Organised by Dmitri Svergun, Maxim Pethoukov, Rob Meijers and Al Kikhney, the seventh iteration of the hands-on course ran from 27 October to 3 November, attracting 27 participants and almost 20 speakers and tutors from around the world to Hamburg. This year was somewhat unusual due to the shutdown of the PETRA III ring at the German Electron Synchrotron (DESY) and hence the unavailability of the EMBL BioSAXS beamline P12 to conduct measurements – nevertheless, attendees enjoyed an action-packed eight days of lectures, hands-on computer tutorials, beamline visits and work in the biophysical lab.

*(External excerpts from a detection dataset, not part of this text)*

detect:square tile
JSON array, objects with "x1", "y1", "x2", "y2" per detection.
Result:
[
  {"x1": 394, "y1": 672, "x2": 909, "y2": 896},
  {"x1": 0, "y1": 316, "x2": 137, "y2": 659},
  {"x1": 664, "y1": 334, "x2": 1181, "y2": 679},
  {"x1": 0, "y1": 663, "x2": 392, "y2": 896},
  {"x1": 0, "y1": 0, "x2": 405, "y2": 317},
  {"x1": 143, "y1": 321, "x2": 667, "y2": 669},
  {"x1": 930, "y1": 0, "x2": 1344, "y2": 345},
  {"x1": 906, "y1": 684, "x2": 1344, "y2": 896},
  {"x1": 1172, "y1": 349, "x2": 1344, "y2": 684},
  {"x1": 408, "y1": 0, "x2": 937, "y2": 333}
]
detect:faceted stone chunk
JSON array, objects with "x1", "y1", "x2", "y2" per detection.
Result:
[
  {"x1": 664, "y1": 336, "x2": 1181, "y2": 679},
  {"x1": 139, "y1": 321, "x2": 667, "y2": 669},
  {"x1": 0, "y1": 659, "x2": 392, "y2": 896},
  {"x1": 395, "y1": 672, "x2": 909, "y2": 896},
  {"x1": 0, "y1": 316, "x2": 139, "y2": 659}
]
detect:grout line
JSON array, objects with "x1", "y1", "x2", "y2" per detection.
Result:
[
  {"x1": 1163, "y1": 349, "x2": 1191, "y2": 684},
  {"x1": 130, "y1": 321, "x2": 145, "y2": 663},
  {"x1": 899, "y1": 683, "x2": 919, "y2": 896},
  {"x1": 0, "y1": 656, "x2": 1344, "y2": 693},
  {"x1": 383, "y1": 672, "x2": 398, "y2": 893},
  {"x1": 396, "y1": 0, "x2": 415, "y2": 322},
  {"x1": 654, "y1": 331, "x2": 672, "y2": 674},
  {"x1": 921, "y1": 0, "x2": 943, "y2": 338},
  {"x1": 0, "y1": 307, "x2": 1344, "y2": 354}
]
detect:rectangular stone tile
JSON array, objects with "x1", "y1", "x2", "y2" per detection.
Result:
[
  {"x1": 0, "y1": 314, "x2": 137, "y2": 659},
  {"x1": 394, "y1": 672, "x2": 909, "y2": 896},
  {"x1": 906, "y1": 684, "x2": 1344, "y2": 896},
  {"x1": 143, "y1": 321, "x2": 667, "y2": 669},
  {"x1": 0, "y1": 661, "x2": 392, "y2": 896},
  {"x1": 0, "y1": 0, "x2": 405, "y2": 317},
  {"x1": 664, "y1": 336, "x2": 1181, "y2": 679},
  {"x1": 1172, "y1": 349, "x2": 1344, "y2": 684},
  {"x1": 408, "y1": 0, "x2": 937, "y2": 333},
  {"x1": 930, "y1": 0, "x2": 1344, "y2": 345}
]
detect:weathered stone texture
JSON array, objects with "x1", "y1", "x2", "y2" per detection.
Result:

Some of the participants shared SAXS data collected elsewhere, while others analysed experimental SAXS data from ‘alien’ proteins (recorded at beamline P12 before the shutdown). Advances during the lectures and practicals were accompanied by participants’ adventures through SAXS Quest: a web-based computer ‘game’ guiding players through the levels of SAXS data analysis. Students teamed up into groups, and Quest results and alien-hunting successes – that is, the ability to extract as much as possible from the SAXS data of unknown proteins – were summarised at the final session. The teams with the best scores and presentations received ‘SAXSy’ awards with a Hamburg flair.
“This year, the course ran for the first time at the EMBL building in PETRA III, so the lecture hall, coffee room and experimental facilities were very close to each other. Thanks to the unusually nice weather, the top-floor terrace could be used during the coffee breaks contributing to the stimulating atmosphere of the course,” says Svergun. “The hard work of all members of the BioSAXS group, admin colleagues and Sample Preperation and Characterisation team at EMBL Hamburg combined to make the course a success. The speakers and the students made an excellent crowd, prompting very lively discussions, and we were extremely happy to have them here.”
Attendees not only learnt a lot about the process of SAXS measurement and analysis, but gratefully embraced the opportunity to exchange ideas with experts and new friends. Their feedback was very positive, as was that of the invited speakers and tutors: “I am very thankful to be a part of the team around these inspiring courses,” wrote one speaker, “It is at the same time a wonderful opportunity to discuss science and meet up with friends and colleagues!” The organisers are now looking forward to planning the next course in 2016 – this time with the BioSAXS beamline running at full power.